On March 13, 2017, CEELM reported that Arcus Infrastructure Partners, an independent fund manager specializing in European infrastructure, had acquired an 85% stake in Gdansk Transport Company S.A., established to work on AmberOne A1 motorway concession in Poland. We invited Toby Smith, the General Counsel for Arcus Infrastructure Partners, to share his thoughts on the company’s first transaction in Poland.
CEELM: The acquisition was performed in multiple steps, involving Arcus's acquisition of NDI Autostrada sp. z o.o., from Grupa NDI and Transport Infrastructure Investment Company, and NDIA's exercise of its right of first refusal on A1 Invest AB Skanska’s 30% stake and on John Laing Infrastructure Limited's 29.7% interest in GTC. That sounds especially challenging. Was any one part of that process more complicated than others, or was the entire transaction relatively straight-forward?
T.S: There was significant complexity in the early stages of the transaction in the analysis of the existing agreements, particularly the Shareholders’ Agreement governing GTC, to determine the rights available to the various shareholders in connection with a proposed sale process. The analysis of the concession agreement for the A1 and the finance documents was also quite complex in determining the required third party consent thresholds and applicable transfer restrictions. Finally, the process of negotiating and documenting the arrangements with the sellers of NDI Autostrada, while conducted in a very constructive manner by all parties, involved significant complexity, particularly in structuring the conditions to procure the exercise by NDI Autostrada of its applicable rights with regard to the other two sale processes. Having completed the acquisition of NDI Autostrada and served the applicable acceptance notices on Skanska and John Laing, the other two acquisitions were conducted in accordance with the Shareholders’ Agreement and were relatively straightforward.
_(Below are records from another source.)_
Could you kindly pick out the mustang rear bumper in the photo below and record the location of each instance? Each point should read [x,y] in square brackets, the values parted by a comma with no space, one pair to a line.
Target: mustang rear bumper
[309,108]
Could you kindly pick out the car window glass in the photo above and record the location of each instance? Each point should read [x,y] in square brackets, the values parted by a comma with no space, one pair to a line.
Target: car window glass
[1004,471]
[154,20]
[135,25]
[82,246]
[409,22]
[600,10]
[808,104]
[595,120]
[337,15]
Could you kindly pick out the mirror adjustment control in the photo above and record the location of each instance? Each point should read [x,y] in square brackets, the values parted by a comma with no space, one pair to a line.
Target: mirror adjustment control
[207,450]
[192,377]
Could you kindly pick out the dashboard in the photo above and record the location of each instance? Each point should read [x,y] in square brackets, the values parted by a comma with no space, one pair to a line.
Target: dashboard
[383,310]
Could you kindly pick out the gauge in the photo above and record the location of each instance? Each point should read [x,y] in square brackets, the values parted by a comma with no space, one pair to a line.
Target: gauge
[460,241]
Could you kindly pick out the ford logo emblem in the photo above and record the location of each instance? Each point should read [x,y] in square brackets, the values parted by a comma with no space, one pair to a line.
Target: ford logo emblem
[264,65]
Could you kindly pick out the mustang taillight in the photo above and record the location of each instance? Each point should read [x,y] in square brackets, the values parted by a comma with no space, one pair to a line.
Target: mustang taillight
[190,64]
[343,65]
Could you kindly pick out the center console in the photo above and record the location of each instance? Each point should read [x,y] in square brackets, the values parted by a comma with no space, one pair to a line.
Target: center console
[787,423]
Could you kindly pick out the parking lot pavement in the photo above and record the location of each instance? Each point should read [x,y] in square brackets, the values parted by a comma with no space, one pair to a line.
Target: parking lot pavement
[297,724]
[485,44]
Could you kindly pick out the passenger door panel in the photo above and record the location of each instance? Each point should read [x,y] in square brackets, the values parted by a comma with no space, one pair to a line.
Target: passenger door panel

Arcus has significant experience and expertise in the origination, evaluation, and execution of complex transactions and was therefore well-equipped to address the complex issues as they arose.
CEELM: The transaction was Arcus's first in Poland. Did conducting the transaction in Poland involve any unique challenges or conveniences over previous deals in other markets? Was there anything specific to the jurisdiction that caught your attention?
T.S: There is always complexity arising from the interpretation of complex legal documents that are governed by the laws of an unfamiliar jurisdiction. To that extent, there were certain unique challenges, however, Hogan Lovells (principally, Tomasz Zak, Marek Wroniak, and Mateusz Mazurkiewicz) did a very good job of guiding us through the process. One specific feature that was slightly unfamiliar on the legal side was the level of administration associated with the execution of documents (including the extensive notarization requirements) but, as noted, this is an administrative rather than substantive point. On the commercial side, Arcus is very experienced in executing infrastructure transactions in different European jurisdictions (and with counter-parties from across Europe) and I wouldn’t say there were unique challenges in this regard that were specific to doing a deal in Poland.
CEELM: Hogan Lovells reported that it led and coordinated all three transactions. In what capacity were you and your legal team involved? In other words, what parts of the process did you outsource and what parts did you retain in-house?
T.S: We were involved at a very early stage in the transaction, prior to the appointment of Hogan Lovells. At the outset, we negotiated a non-disclosure agreement with the sellers of NDI Autostrada and, subsequently, an exclusivity agreement. We also prepared (in-house) a draft SPA term sheet. We instructed Hogan Lovells at term sheet stage and they assumed the lead role in the legal due diligence, drafting of all key transaction documents and the legal coordination of the three transactions. We worked very closely with them in reviewing and negotiating the terms of the transaction documents and coordinating matters at our end. We also took the lead role (with the assistance of separate external counsel) in putting in place the arrangements with our underlying investor, APG.
CEELM: What is your general take-away from this deal — from the process of working on it?
T.S: As noted above, the transaction was conducted in a very constructive manner by all parties and their respective advisers, with everyone working together to resolve complex issues as they arose. We believe that the transaction represents a very good outcome, that will enable us to use our transportation asset management expertise for the benefit of the A1 motorway stakeholders. We are very pleased to have completed our first transaction in Poland and are interested in pursuing further opportunities in the region.
CEELM: What metrics did you apply in selecting Hogan Lovells as external counsel for this deal? Why did you ultimately choose to work with them?
T.S: We have worked extensively with Hogan Lovells in London (principally Steven Bryan) and have a strong relationship with the firm. We were aware from our own research of their expertise in Poland and their familiarity with the A1 from previous transactions. We were keen to work with an international firm as the transaction involved both Polish and English law aspects. We ran a process obtaining quotes from two firms and, in our view, Hogan Lovells had the most relevant experience, a clear capability to advise on the transaction and provided a competitive fee quote. We enjoyed working with the Hogan Lovells team on the transaction and were very pleased with the work undertaken.